Clustering methods are exploratory data analysis techniques and are mostly related to the analysis of multivariate data sets. For prospect appraisal, discriminant analysis is useful, especially if probability estimates can be obtained on the basis of some geological input variables. As there are more textbooks on the subject than one could read in a lifetime, we discuss here only one method that is fairly easy to understand. While clustring of data in m-dimensional space may be started by assuming a fixed number of k clusters, it is also possible not to specify how many clusters there should be. Such a method is non-linear mapping.

Non-linear mapping is a technique that facilitates to view complicated multi-dimensional data-structures in a 2-dimensional graph. The earth is roughly a sphere in three dimensions. Maps on a sheet of paper are two-dimensional and are necessarily a little, or even significantly distorted with regard to the interdistances between points. Many projections have been proposed, of which the Mercator projection is possibly the most used. Distortions are minimized as much as possible and dependent of the intended use of the resulting map. This principle can be extended to more dimensions. A useful technique for data analysis if the number of selected variables exceeds 2, and allows "to take a 2-D picture" of a multidimensional space.

The way the non-linear mapping is done involves the following steps:

- X-variables are normalized by substracting their mean and dividing by their standard deviation.
- The correlation matrix of the X-variables is used to find the pair of X-variables that have the smallest (absolute) correlation coefficient.

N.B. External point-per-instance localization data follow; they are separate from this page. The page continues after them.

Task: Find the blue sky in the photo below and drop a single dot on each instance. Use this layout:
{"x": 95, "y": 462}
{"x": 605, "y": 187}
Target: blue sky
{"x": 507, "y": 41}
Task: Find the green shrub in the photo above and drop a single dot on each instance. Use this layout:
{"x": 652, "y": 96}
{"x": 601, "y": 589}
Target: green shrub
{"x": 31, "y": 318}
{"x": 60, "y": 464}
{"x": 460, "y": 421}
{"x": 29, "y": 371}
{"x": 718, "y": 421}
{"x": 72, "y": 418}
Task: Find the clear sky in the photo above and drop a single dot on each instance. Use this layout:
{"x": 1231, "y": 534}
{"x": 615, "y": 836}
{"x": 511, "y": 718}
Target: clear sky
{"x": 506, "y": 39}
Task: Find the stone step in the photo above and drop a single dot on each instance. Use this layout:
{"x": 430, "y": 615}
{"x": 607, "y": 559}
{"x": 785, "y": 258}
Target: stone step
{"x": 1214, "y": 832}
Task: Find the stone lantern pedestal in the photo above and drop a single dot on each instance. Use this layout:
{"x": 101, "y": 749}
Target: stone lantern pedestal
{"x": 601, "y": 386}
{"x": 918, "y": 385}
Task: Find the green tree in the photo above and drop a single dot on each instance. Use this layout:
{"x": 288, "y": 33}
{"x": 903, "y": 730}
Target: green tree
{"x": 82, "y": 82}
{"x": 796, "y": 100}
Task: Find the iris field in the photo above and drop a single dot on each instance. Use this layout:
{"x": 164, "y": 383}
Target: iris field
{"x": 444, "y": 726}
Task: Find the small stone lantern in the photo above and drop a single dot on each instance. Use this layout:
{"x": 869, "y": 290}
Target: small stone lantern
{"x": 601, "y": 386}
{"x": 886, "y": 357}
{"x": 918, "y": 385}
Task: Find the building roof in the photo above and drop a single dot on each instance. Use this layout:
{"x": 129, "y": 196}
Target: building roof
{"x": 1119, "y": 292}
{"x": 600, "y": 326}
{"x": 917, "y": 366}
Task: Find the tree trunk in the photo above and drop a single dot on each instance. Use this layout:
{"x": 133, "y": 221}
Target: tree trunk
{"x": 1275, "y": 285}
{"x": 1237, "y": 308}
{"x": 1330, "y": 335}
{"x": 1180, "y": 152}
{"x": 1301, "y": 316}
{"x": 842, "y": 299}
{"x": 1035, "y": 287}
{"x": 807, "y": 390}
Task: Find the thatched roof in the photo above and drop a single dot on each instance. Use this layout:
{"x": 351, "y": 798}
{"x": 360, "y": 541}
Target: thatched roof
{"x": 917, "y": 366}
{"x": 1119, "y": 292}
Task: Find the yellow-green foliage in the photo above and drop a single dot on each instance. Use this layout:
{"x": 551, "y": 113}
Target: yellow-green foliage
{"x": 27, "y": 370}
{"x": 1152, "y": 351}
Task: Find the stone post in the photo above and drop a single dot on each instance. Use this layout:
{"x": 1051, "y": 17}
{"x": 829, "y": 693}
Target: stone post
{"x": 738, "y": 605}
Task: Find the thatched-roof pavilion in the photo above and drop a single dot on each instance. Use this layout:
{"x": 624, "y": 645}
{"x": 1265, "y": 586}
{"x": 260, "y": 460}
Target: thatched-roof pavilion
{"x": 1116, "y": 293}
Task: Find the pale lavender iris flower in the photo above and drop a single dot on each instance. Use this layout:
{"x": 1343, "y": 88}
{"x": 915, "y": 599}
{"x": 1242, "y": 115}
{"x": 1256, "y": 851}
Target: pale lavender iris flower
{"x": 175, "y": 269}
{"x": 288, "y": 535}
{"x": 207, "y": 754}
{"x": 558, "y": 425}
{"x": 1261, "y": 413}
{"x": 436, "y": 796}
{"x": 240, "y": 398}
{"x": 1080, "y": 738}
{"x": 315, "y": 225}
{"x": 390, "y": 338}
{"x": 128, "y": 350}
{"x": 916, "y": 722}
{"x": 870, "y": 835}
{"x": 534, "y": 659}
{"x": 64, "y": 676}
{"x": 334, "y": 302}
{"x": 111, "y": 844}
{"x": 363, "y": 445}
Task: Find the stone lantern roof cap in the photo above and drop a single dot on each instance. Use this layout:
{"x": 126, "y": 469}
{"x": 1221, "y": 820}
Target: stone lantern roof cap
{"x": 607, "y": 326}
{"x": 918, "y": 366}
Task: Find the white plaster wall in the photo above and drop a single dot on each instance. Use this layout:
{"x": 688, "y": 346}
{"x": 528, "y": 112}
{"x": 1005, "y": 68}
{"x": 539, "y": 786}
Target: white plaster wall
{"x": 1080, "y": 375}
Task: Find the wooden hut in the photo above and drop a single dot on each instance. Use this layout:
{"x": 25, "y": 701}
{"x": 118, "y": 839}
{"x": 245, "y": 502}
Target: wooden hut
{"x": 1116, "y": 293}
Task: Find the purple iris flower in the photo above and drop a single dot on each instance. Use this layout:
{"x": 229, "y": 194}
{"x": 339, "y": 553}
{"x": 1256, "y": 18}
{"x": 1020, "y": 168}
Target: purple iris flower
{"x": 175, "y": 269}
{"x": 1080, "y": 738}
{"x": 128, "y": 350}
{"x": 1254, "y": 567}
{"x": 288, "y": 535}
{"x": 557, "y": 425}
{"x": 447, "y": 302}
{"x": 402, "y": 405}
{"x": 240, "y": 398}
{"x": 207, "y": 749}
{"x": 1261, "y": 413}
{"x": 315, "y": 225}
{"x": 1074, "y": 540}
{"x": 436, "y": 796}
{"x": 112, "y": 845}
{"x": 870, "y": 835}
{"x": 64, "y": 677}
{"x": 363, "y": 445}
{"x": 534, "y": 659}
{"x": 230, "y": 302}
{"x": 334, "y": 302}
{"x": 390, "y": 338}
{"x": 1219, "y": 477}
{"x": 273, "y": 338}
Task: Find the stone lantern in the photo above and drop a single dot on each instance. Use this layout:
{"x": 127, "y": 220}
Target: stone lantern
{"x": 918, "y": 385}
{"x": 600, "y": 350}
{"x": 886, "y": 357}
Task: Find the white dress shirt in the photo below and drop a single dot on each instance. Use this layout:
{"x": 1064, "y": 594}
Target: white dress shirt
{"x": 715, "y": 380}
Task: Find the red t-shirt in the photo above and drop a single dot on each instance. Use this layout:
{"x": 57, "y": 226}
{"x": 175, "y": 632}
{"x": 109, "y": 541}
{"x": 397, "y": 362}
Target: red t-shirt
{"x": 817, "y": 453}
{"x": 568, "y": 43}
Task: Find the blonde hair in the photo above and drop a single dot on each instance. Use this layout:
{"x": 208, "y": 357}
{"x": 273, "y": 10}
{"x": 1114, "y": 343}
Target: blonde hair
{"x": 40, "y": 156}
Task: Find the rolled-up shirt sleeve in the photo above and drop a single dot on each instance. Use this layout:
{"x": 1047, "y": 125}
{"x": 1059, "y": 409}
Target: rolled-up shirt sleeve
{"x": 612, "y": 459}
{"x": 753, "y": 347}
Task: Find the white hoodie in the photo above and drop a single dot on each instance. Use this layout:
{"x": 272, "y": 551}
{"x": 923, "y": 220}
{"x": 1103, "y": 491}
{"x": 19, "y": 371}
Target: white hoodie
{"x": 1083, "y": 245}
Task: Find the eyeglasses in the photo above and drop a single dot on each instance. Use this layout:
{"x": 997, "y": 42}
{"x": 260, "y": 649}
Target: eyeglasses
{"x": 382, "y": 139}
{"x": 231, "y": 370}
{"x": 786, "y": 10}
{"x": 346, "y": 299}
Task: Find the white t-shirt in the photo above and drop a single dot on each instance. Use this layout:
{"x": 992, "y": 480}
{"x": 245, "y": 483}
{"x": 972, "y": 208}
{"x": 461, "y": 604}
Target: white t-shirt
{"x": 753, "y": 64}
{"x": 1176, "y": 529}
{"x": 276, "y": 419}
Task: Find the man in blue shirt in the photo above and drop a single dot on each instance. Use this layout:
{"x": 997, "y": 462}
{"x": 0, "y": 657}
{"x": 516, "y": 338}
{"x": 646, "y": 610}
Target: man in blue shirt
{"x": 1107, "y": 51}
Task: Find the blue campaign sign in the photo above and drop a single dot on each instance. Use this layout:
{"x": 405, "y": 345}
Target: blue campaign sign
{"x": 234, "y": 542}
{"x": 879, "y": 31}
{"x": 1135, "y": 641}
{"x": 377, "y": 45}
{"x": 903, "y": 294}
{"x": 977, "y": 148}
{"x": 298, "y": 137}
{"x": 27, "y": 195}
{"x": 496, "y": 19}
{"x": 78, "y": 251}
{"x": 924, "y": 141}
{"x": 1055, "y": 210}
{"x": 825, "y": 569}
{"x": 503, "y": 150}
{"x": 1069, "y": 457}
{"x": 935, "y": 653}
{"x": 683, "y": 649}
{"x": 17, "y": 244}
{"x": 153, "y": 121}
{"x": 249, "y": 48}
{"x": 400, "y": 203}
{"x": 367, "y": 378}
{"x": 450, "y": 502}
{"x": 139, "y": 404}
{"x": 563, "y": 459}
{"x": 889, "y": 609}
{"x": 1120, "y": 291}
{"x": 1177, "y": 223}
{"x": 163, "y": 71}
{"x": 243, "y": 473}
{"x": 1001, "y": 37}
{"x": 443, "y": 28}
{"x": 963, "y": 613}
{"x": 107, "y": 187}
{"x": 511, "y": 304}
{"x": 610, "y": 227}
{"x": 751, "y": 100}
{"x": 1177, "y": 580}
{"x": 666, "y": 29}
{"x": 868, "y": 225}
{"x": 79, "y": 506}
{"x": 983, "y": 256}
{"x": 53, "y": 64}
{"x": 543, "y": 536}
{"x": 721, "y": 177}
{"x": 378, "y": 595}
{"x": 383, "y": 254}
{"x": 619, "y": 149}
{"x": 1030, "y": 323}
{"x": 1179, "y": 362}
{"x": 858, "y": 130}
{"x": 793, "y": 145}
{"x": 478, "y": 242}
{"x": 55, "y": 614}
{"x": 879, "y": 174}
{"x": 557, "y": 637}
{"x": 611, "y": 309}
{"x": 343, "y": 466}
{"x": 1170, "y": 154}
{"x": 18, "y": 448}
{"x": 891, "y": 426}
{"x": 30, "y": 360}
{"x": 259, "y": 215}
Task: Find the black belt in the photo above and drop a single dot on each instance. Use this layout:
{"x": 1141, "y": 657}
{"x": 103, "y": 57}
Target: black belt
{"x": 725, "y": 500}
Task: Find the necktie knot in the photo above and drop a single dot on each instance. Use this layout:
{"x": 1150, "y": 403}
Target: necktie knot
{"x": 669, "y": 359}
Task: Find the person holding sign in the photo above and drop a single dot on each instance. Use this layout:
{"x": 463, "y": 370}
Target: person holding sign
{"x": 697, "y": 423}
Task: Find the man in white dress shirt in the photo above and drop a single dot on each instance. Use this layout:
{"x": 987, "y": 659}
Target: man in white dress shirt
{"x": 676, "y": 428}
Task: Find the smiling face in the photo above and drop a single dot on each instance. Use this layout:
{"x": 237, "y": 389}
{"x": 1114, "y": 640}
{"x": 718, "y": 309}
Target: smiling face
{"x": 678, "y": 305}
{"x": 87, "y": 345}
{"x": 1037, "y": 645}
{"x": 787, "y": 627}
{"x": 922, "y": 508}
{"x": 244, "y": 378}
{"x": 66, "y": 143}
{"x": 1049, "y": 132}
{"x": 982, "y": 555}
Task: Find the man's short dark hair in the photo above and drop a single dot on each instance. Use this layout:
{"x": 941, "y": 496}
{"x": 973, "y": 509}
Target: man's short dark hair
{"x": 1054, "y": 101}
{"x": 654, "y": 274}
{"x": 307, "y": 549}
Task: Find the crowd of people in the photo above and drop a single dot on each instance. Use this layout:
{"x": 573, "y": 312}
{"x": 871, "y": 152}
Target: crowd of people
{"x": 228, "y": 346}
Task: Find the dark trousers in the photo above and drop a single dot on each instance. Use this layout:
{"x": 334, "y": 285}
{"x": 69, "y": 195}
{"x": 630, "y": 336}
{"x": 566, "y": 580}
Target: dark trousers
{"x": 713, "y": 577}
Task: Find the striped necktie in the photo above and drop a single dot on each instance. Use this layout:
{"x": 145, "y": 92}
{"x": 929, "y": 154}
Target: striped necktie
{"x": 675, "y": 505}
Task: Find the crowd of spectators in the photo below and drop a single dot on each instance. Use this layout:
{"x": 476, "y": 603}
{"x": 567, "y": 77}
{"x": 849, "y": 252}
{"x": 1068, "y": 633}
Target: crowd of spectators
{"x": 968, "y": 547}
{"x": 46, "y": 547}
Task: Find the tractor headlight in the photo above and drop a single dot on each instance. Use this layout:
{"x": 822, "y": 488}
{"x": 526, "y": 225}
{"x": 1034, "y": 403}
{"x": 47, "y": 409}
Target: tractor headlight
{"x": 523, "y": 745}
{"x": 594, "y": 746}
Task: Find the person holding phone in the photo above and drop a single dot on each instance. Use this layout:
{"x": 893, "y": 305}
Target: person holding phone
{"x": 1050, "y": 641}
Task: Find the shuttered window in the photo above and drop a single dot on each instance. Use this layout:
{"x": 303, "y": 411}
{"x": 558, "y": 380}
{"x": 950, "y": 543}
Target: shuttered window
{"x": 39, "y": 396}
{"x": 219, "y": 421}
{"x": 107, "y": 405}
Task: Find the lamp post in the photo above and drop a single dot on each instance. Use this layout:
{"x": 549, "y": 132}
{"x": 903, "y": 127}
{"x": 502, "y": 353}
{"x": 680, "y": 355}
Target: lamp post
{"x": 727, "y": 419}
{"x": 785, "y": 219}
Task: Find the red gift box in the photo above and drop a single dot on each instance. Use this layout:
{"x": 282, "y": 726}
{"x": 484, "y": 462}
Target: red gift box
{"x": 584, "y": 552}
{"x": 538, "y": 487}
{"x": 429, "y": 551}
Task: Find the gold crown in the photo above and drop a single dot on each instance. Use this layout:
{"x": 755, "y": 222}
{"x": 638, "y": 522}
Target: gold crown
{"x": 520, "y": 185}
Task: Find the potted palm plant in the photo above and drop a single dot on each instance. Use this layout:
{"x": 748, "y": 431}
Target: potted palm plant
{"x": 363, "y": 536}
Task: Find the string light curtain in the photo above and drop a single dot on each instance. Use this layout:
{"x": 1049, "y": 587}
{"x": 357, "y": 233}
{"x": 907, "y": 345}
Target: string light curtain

This pair is assumed to give the best starting point for the iterative mapping.
- The data are mapped on the plane determined by the two chosen variables. The total mapping error is calculated as the sum of squared differences between the 2-D map distances and the M-dimensional Euclidian distances of all inter-distances (½n(n-1).
- Steepest descend method is used to iteratively reduce the total mapping error by small changes of the point coordinates on the map.
- Usually in less than 100 iterations, a satisfactory map is obtained. If convergent, the error cannot be reduced more in one step than the "map tolerance", usually 0.000001. The algorithm is described by Sammon (1969).

If the data structure extends in more than two dimensions, there is always a irreducible mapping error. The remaining mapping error can give an indication of the dimensionality of the data set. The dimensionality may be less than the number of X-variables if data form a hyperplane of less than m in the m-dimensional space.

This example shows a perfect separation of the classes. There is only one join between the groups in the MST. The number and types of joins in the MST can be used as a significance test for the separation of classes but the parametric tests are more powerful in detecting significant classification. Such tests are based on all the euclidian distances between points.